Jacques Maire, lors de mon déplacement au Sénégal, j'ai voulu rencontrer des interlocuteurs, dont ceux de la BCEAO dont l'absence de réponse m'a frappé. Lorsque j'ai voulu rencontrer aussi les représentants des parlements, je n'ai pu que constater l'absence de réflexion. Vous avez relevé, à juste titre, – et je m'associe complètement à votre propos puisque c'est une demande que j'ai formulée moi-même avec insistance auprès de mes interlocuteurs – que le Comité interparlementaire de la zone UMOA doit se saisir de cette question ! Encore faudrait-il qu'il réponde… Encore faudrait-il également que la BCEAO réponde sur un sujet aussi central. Je l'ai dit précédemment, j'ai l'impression que cette question de la monnaie n'est traitée qu'entre chefs d'États et que les parlements africains s'en désintéressent. Mais il revient aux parlements de faire le nécessaire. Je suis tout à fait d'accord avec Jacques Maire qui propose que le CIP UMOA se saisisse de la question – encore faudrait‑il qu'il réponde.

Il n'y a pas vraiment de débats entre la CEDEAO et la CEMAC. J'ai émis pour ma part la proposition de dépasser cette frontière, en posant la question de l'importance du Nigeria dans la zone. Cela m'amène à la question soulevée par M. Dupont-Aignan. Le Nigeria est une contrainte, sauf dans une zone plus large incluant également le Cameroun et le Tchad. Reste, pour le moment, la crainte du Sénégal.
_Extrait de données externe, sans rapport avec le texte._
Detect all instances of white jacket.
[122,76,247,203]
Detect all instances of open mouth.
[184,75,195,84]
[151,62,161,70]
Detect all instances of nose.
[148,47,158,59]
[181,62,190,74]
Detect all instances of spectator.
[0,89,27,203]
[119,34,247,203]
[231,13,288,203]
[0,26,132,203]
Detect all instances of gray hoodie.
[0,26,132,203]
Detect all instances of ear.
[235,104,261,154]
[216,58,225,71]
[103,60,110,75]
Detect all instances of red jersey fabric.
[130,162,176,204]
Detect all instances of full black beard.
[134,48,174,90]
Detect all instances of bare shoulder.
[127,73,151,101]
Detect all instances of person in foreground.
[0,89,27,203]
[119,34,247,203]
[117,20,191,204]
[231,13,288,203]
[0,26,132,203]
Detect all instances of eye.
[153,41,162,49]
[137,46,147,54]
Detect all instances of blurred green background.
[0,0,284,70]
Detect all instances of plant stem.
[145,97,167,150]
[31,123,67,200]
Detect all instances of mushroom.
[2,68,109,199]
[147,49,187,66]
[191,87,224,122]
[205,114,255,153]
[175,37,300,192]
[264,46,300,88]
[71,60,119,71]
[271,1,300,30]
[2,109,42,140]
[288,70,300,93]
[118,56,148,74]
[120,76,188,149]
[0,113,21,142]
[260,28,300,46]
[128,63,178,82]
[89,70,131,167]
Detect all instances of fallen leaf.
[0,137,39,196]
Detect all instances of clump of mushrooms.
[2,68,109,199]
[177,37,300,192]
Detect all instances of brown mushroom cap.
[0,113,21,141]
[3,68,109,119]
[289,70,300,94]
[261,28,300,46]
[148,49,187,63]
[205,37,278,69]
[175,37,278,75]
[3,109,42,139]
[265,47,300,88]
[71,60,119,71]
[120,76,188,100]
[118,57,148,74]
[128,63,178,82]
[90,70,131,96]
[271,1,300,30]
Ce que nous apportons est véritablement une garantie budgétaire. Le dialogue est constant entre la BCEAO et le Trésor public français. Pour être totalement franc, le fait de sortir de l'instance monétaire politique de la zone UMOA et le fait de dire que la garantie de la France serait appelée, que la France enverrait un garant si jamais cette garantie était appelée, est assorti, dans le projet d'accord, de la nomination d'une personnalité qui serait choisie tout à la fois par les États membres et par la France. Mais je suis d'accord avec Nicolas Dupont‑Aignan, cela ne figurera pas précisément dans la convention de garantie ; quant à la parité, j'en suis d'accord également, elle est trop forte pour favoriser la production. Je l'ai d'ailleurs mentionné dans le rapport et, pour vous livrer un avis personnel, je pense que la BCEAO est encore bien trop conservatrice sur ce point.